The Commissioner acknowledges that the consultants' opinions were stale, but claims that the ALJ took note that more recent medical records warranted additional limitations. (Tr. 31). The Commissioner also argues that even if the additional evidence had been considered by the state agency consultants, that Plaintiff has not identified that the evidence supports specific limitations. However, Plaintiff argues generally that if all of the medical opinions had been properly evaluated by the ALJ, Plaintiff would have been found to not be able to perform even sedentary work, which she argues would lead to a ruling that she is disabled and entitled to benefits.

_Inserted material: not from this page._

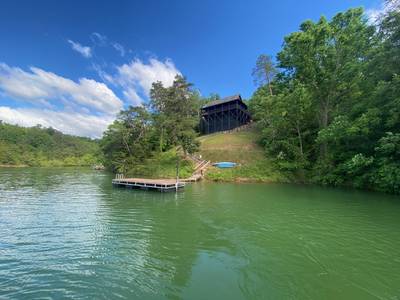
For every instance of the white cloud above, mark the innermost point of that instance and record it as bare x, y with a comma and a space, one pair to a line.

As this is an issue of extreme importance in this case, this Court will remand so that, if necessary, a new and updated agency consultant opinion can be obtained.

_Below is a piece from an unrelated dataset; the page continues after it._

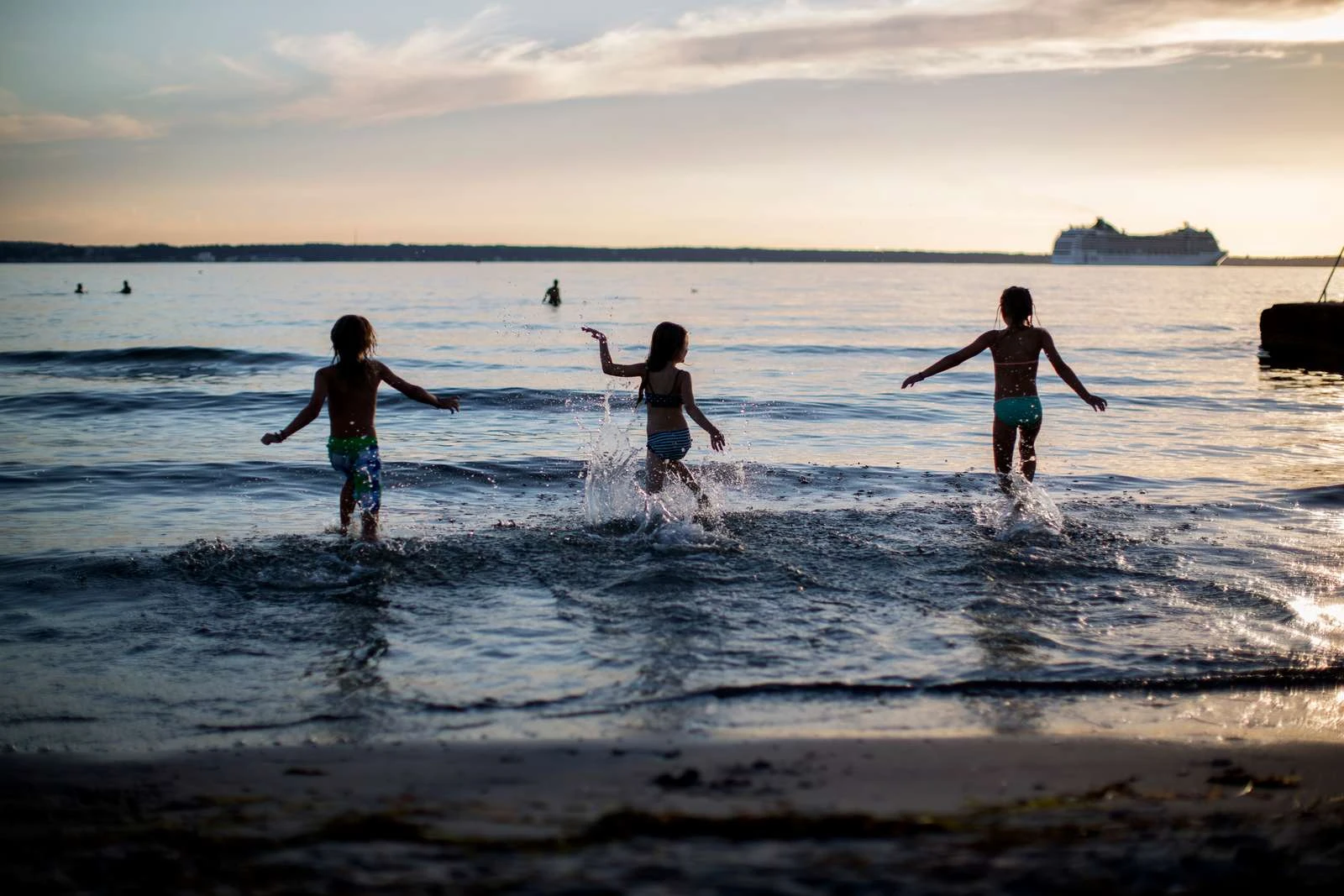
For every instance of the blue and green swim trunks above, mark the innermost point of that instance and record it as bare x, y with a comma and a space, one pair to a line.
1021, 410
356, 457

Plaintiff also asserts that if the medical opinions were found persuasive that she would not be able to do all of the jobs that the VE identified, as she would not be able to perform the Marker job, or the Mail Clerk job, leaving only the job of Furniture Rental Clerk, with 31, 000 jobs nationally. (Tr. 119). Plaintiff contends that 31, 000 jobs is not a “significant number” of jobs. The Commissioner argues that the Seventh Circuit has held that 30, 000 jobs constitute a “significant number”. Mitchell v. Kijakazi, No. 20-2897, 2021 WL 3086194 (7th Cir. July 22, 2021). However, this decision is a nonprecedential disposition and, in any event, did not directly hold that 30, 000 jobs was a significant number, as that specific issue apparently wasn't raised by the plaintiff in that case. While there is no definite number of jobs that is or isn't a “significant number”, this Court has recently held that 37, 000 jobs was significant. Levitz v. Commissioner of Social Security, No. 1:20cv407-SLC, 2022 WL 110239, at *4 (N.D. Ind. Jan. 12, 2022). However, without a definitive directive from the Seventh Circuit on this issue, the Court is reluctant to accept 31, 000 jobs as a “significant number”. Thus, the ALJ should keep this point in mind upon remand.
Conclusion On the basis of the foregoing, the Decision of the Commissioner is hereby REVERSED AND REMANDED for further proceedings consistent with this Opinion.